The FBI raided a Florida art museum on Friday and seized more than two dozen paintings attributed to artist Jean-Michel Basquiat following questions about their authenticity.
Orlando Museum of Art spokeswoman Emilia Bourmas-Fry said in a statement that they were complying with a warrant from the FBI for access to the ‘Heroes and Monsters’ exhibit, which is now in the government’s possession. She added that no one on the museum’s staff has been arrested.
“It is important to note that we still have not been led to believe the Museum has been or is the subject of any investigation,” Bourmas-Fry said. “We continue to see our involvement purely as a fact witness.”
According to a search warrant, federal art crimes investigators have been looking into the 25 paintings since shortly after their discovery in 2012. The controversy gained more attention shortly after the Orlando exhibit opened in February.
Basquiat, who lived and worked in New York City, found success in the 1980s as part of the Neo-expressionism movement. The Orlando Museum of Art was the first institution to display pieces said to have been found in an old storage locker years after Basquiat’s 1988 death from a drug overdose at age 27.

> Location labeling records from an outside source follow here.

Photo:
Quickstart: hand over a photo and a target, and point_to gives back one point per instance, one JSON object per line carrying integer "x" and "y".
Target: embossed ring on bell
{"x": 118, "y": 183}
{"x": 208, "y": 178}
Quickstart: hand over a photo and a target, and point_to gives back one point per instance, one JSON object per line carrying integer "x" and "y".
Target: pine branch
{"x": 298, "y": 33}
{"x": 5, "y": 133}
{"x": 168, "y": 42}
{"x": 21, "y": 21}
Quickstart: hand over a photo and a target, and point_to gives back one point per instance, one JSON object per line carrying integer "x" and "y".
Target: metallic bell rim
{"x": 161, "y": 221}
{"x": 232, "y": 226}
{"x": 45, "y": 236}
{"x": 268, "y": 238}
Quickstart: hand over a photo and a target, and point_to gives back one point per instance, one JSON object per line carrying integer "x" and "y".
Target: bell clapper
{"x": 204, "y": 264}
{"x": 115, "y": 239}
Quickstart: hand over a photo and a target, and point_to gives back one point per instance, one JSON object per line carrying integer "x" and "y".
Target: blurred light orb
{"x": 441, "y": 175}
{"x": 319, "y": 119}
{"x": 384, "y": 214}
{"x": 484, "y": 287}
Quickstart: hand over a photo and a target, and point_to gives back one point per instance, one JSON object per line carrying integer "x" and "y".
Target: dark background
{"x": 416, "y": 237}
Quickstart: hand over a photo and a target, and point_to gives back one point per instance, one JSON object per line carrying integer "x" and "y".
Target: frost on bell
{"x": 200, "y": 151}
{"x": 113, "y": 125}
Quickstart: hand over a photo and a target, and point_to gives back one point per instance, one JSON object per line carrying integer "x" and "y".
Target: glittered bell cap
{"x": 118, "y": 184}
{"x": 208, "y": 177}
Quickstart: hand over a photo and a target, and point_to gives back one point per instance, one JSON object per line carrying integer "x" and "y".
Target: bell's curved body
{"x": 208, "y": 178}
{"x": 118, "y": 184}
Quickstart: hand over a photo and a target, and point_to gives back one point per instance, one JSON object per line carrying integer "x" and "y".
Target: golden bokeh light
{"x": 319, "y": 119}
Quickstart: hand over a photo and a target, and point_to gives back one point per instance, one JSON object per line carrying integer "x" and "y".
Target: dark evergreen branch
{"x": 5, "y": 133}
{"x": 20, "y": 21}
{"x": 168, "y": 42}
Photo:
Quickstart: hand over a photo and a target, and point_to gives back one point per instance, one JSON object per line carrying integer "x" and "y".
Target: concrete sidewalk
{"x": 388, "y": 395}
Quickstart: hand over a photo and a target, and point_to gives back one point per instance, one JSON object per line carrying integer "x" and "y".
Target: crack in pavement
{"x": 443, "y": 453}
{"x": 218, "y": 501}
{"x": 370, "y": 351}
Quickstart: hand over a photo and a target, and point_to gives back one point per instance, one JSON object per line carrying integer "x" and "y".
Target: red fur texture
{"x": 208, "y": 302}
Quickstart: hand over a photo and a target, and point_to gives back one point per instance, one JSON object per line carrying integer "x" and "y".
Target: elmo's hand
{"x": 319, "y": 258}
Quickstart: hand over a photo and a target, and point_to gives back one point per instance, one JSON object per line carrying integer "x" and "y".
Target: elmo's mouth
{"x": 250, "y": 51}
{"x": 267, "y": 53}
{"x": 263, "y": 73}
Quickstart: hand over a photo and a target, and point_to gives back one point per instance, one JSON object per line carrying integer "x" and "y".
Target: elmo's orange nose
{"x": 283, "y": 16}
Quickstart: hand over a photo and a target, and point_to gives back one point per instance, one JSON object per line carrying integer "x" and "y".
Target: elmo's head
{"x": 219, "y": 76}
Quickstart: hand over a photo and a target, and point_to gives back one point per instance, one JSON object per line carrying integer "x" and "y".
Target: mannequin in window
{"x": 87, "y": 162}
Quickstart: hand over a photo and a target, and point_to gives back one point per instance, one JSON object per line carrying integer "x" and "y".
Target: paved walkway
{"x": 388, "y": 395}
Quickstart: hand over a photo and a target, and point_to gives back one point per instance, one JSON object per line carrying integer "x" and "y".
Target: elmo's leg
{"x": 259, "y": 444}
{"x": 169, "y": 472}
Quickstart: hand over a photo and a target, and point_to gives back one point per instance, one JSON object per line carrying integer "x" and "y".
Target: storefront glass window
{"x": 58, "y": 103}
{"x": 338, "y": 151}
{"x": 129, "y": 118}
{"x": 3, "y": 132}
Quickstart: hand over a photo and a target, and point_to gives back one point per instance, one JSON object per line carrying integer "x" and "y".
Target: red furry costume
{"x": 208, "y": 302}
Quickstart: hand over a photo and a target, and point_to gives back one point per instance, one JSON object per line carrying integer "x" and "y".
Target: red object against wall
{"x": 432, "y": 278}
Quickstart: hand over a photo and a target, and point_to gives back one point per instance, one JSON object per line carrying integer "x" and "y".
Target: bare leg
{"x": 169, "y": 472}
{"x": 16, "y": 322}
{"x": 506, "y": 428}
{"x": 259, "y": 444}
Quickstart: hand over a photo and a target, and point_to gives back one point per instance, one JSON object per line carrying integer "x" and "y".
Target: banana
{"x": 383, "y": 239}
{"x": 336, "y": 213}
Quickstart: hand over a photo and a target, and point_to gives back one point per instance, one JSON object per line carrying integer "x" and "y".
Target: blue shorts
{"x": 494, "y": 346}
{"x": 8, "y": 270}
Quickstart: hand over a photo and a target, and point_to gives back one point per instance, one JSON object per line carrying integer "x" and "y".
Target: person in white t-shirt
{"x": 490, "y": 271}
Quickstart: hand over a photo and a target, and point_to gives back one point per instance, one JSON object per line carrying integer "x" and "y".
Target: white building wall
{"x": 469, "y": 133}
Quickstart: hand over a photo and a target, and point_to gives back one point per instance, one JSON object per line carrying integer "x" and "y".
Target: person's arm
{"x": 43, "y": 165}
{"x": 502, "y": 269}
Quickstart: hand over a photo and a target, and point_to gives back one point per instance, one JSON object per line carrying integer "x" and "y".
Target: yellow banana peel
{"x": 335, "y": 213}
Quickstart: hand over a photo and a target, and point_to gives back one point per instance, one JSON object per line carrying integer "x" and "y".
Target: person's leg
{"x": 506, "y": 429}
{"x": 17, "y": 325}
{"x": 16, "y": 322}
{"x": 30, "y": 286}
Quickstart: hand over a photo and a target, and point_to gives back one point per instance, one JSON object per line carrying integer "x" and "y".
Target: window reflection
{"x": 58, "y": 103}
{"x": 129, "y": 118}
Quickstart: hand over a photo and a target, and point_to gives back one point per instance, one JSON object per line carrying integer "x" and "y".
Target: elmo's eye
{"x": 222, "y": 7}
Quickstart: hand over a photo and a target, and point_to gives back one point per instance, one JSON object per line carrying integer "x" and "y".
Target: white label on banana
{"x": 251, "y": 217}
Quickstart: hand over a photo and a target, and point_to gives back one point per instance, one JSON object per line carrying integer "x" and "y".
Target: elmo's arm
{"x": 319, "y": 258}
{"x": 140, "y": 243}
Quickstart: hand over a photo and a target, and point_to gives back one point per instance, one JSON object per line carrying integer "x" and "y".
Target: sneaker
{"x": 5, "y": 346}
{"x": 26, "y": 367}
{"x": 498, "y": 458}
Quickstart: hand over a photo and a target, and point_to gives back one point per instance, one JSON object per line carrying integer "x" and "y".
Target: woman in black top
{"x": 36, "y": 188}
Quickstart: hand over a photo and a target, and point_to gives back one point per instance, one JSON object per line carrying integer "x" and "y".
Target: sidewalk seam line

Questions about the artworks’ authenticity arose almost immediately after their discovery. The artwork was purportedly made in 1982, but experts have pointed out that the cardboard used in at least one of the pieces included FedEx typeface that wasn’t used until 1994, about six years after Basquiat died, according to the warrant. Also, television writer Thad Mumford, the owner of the storage locker where the art was eventually found, told investigators that he had never owned any Basquiat art and that the pieces were not in the unit the last time he had visited. Mumford died in 2018.
Orlando Museum of Art director Aaron De Groft has repeatedly insisted that the art is legitimate.
The exhibit was originally publicized to run through June 2023 in Orlando, the museum later announced it was ending next week. Bourmas-Fry said the art’s owners declined to extend the museum’s contract and were planning to send the works to Italy for exhibition.
“Based on my training and experience, I believe that the significantly advanced date of the international departure of the Mumford Collection from OMA is to avoid further scrutiny of the provenance and authenticity of the works by the public and law enforcement,” an FBI special agent wrote in the warrant request.